I just returned home from a 5 day trip to El Paso, TX. The love of my life got a 4 day leave that allowed us to be together for a total of 100 hours before a very tearful goodbye on an airport curb. And now he's gone. As in really gone. We're talking miles-and-oceans-and-land-and-seas-away gone. The distance is so great, the separation so long, yet he still managed to leave that sweet and wonderful adoring love of his home with me in my heart and I know he carries mine with him. Lonestar's "I'm Already There" says it the way it is for a military couple so much in love with each other, but so far apart.
The miles between us are too mind-boggling... God only knows when the next time will be that I will hear his sweet voice... It will be months--several months--before we will be together again, and even then it will only be for a short time before he must leave for another several months... I can't even bear the thought of the long journey still ahead of us.

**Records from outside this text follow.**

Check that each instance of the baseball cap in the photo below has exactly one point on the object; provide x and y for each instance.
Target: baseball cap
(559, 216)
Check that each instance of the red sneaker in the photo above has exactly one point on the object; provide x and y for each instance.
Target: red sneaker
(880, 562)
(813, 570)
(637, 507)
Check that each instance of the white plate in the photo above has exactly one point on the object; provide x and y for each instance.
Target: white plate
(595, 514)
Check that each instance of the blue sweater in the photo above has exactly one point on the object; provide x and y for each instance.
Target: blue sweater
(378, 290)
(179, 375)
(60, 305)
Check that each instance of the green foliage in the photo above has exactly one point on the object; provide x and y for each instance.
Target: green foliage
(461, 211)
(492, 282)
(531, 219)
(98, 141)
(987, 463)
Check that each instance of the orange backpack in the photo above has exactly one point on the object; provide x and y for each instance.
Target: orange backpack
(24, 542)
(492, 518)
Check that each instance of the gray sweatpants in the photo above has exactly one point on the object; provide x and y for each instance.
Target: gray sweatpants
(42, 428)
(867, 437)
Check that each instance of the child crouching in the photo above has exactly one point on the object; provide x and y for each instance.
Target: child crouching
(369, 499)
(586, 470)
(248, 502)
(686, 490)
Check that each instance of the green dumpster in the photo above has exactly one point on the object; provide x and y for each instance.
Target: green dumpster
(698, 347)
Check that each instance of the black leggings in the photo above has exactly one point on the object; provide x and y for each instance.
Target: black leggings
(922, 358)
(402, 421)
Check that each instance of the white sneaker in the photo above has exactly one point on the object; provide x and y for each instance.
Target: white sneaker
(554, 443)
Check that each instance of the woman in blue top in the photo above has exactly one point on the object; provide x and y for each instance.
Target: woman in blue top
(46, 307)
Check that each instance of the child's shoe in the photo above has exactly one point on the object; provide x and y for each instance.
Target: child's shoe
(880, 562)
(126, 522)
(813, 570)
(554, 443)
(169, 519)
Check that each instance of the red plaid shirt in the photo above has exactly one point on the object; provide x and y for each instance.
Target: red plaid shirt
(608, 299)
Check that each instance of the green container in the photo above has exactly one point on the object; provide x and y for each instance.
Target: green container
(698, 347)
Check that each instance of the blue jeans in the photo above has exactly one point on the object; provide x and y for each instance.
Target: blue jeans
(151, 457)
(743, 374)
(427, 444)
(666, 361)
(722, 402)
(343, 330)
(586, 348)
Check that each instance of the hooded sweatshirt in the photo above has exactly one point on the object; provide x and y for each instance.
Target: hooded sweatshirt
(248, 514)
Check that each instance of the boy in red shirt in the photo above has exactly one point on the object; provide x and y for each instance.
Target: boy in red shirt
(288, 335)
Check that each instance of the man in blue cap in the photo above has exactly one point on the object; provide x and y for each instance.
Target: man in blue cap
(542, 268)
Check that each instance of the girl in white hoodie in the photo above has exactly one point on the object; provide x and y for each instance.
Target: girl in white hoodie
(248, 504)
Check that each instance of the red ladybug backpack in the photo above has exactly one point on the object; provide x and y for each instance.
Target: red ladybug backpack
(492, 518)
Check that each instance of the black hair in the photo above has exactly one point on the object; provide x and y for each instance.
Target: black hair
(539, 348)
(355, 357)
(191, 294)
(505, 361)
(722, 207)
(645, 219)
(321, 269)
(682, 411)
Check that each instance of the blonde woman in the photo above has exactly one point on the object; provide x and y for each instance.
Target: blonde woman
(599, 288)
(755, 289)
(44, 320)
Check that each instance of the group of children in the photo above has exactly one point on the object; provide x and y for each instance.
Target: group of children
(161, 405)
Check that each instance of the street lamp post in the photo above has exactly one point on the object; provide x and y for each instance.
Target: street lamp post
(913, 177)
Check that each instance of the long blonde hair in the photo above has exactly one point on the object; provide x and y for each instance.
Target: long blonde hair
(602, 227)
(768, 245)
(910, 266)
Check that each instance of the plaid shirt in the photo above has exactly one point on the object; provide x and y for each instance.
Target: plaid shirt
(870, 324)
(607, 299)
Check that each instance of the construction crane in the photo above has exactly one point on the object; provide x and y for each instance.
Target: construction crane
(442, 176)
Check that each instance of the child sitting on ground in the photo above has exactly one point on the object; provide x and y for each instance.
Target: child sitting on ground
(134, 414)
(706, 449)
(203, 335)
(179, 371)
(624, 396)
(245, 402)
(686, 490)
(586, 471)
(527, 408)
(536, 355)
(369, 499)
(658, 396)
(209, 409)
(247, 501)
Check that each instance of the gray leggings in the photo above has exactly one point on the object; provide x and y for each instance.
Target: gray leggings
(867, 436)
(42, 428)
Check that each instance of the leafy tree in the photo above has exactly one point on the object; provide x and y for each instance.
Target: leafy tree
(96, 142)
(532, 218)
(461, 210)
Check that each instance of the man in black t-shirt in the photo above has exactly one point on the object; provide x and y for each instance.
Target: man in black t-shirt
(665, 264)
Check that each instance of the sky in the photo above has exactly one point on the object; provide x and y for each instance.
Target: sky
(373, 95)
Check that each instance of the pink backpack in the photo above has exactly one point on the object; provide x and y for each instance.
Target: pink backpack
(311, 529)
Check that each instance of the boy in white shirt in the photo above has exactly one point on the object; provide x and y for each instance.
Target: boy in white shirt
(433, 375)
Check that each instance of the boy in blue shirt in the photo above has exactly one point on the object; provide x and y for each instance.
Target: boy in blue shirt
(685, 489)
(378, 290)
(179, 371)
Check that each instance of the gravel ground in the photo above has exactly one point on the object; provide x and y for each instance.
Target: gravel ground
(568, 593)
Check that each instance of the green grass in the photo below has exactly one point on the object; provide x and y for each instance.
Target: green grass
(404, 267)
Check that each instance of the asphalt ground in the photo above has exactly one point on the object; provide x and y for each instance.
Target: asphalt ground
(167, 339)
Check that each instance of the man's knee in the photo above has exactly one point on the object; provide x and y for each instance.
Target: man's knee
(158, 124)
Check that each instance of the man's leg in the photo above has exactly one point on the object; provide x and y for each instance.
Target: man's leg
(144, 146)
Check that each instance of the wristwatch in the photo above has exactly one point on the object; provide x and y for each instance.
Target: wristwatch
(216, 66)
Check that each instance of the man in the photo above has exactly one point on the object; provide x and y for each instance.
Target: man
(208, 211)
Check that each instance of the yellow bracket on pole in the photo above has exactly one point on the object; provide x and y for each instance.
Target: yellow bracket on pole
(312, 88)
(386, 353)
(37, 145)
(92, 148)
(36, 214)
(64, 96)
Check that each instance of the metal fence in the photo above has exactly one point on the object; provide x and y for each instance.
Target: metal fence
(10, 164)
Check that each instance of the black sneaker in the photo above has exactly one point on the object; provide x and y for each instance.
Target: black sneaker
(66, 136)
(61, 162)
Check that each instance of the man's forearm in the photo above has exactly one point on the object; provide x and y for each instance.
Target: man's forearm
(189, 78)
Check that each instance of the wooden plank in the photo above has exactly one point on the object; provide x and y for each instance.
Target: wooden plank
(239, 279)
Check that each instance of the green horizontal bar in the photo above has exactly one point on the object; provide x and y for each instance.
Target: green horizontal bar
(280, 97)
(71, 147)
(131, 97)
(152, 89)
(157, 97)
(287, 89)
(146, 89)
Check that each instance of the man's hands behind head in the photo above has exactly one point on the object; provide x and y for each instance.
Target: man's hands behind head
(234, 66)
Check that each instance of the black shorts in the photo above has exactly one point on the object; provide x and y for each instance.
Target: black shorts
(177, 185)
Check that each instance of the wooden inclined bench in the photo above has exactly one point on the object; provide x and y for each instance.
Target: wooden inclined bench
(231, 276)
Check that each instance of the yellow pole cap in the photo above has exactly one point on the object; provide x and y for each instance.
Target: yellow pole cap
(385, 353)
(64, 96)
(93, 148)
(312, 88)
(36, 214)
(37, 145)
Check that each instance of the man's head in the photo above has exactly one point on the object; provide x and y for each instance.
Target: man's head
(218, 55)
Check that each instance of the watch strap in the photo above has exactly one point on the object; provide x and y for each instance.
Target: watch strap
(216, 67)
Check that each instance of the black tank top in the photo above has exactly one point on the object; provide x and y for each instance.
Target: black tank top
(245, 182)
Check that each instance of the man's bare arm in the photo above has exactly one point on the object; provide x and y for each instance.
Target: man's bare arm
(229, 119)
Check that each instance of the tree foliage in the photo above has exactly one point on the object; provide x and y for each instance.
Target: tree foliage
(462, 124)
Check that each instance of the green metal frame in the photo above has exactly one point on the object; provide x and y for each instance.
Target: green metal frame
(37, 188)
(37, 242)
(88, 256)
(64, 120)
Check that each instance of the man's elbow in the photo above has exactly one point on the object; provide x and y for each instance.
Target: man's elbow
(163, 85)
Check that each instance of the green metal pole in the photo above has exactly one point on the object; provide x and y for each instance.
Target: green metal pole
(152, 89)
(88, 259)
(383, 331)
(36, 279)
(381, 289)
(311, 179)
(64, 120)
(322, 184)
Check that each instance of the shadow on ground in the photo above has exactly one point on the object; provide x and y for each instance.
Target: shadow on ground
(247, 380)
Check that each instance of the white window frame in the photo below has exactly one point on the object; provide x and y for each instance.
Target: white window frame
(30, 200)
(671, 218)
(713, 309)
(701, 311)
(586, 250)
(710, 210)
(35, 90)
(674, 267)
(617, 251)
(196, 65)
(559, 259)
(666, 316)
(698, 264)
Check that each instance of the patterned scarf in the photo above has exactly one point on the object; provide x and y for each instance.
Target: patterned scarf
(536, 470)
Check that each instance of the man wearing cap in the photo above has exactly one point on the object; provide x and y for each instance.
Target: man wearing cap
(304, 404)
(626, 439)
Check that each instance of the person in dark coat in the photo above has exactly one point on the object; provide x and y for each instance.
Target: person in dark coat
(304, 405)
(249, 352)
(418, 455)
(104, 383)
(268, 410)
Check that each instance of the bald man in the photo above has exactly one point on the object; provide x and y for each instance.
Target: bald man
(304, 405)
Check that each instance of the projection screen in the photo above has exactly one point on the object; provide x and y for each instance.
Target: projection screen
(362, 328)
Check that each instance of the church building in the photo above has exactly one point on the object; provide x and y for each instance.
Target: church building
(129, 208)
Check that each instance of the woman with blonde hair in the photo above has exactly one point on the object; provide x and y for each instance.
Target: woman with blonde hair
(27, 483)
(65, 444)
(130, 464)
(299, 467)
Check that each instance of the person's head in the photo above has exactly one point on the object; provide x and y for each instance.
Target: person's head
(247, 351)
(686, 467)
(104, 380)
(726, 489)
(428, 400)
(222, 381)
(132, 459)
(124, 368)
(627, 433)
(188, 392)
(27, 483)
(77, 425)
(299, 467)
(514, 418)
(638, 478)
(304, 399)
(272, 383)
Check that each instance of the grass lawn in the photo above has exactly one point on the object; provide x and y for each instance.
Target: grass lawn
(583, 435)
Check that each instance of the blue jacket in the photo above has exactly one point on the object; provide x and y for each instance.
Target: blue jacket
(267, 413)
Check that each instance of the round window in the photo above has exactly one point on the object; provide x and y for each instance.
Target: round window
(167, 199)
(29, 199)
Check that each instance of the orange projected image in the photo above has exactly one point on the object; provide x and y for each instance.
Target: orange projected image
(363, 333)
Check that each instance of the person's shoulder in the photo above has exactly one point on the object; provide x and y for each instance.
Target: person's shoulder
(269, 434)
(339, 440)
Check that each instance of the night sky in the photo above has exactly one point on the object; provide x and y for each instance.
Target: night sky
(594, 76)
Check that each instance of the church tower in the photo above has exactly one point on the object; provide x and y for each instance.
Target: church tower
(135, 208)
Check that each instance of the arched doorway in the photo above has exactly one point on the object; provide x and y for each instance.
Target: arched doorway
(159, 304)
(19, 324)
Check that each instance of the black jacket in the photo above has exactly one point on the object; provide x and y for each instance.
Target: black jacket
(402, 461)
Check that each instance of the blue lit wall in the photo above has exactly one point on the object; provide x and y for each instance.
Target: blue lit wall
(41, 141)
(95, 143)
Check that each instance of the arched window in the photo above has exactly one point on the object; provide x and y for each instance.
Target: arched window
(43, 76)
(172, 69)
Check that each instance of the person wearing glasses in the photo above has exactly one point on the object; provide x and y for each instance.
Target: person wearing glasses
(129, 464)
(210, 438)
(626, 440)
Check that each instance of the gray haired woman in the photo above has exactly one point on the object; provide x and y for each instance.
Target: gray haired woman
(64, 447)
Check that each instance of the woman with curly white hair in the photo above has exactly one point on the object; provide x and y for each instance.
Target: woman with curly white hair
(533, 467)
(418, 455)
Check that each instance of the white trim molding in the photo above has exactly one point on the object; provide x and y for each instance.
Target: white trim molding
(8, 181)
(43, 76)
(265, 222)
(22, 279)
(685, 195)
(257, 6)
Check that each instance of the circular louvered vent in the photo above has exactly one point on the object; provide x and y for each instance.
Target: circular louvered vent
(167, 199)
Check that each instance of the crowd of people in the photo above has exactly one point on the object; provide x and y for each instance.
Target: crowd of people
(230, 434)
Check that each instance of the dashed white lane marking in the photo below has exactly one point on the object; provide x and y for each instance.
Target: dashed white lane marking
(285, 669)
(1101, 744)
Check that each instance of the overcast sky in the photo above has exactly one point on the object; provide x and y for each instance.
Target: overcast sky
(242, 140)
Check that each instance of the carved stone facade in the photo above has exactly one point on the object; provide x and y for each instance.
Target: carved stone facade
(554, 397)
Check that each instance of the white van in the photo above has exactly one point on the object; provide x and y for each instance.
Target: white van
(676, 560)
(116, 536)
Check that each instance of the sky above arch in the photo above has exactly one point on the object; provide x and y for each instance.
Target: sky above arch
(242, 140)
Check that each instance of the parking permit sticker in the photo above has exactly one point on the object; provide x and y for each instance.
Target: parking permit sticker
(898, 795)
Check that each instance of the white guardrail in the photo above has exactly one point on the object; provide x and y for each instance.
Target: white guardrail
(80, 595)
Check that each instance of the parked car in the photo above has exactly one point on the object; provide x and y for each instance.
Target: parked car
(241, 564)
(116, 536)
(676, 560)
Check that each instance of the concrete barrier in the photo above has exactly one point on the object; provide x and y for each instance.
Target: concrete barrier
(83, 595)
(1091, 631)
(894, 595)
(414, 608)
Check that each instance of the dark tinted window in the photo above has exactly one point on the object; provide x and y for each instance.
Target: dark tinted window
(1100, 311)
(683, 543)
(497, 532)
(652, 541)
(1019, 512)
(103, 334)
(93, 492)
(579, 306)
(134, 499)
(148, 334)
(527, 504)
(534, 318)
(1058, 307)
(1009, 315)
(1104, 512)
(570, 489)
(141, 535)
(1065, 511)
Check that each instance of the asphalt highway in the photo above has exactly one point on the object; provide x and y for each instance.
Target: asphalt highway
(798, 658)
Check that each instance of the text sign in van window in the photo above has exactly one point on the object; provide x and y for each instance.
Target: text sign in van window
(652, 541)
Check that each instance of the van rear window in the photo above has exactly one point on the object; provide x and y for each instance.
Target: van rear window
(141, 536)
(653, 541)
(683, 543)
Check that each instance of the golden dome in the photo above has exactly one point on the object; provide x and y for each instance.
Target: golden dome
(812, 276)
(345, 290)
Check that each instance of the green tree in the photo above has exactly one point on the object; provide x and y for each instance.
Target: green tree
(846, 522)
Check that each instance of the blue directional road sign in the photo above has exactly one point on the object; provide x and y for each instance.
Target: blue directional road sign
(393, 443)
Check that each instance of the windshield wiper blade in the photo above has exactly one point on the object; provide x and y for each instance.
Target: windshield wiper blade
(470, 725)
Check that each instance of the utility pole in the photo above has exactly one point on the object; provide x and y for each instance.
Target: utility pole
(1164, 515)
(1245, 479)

I will post pictures from my trip in the near future... And being on my own, my life is becoming one tale after another of a military wife on her own, doing things like trying to replace windshield wipers (in a blonde, clue-less sort of fashion) in a WalMart parking lot during a severe thunderstorm with sirens blaring all around after discovering that the old wiper did nothing but flap and whip a rubber blade around on a rain-soaked windshield. Perhaps the crazy happenings in my life might warrant a few chuckles on your account.
In closing, I want to thank you all for your love and prayers and support. The last two months have been long and hard, the next ten or more don't promise to be any better. God has given us grace--not in day, week, or month-size portions, but moment-sized. We still dearly miss our baby and always will, but are comforted knowing that our blessing is waiting for us in heaven. Please continue to keep us in your prayers.
4 comments:
Your faith continues to be so encouraging. May God bless and strengthen you during this time.
((HUGS))
Oh, Britt! You both continue to be in our prayers. May you know His faithfulness, love, and peace in measures you've never experienced before! Much love, and many hugs your way!!
Praying for you often. :)
*HUGS*
Hey Brittney,
You don't know me, but I wanted to leave a small note of encouragement for you. My mom, sister, and I have been dealing with all the "little" stuff for about two years without my dad. Having no brothers, it makes a little, uh...interesting. Just wanted to encourage you with this:
Yes, there will be days when you feel like if you step out your front door, a large rock will fall on your head. Yeah, I know about those. But there will also be days when the sun shines, and you will remember God's goodness. This too will pass, and this next year will seem so long in ways, but at the end of it, you will ask "where did the time go?". And yes, all three of us are blonde :).
I will be praying for you, Andy, and your family as you take this next year one day at a time.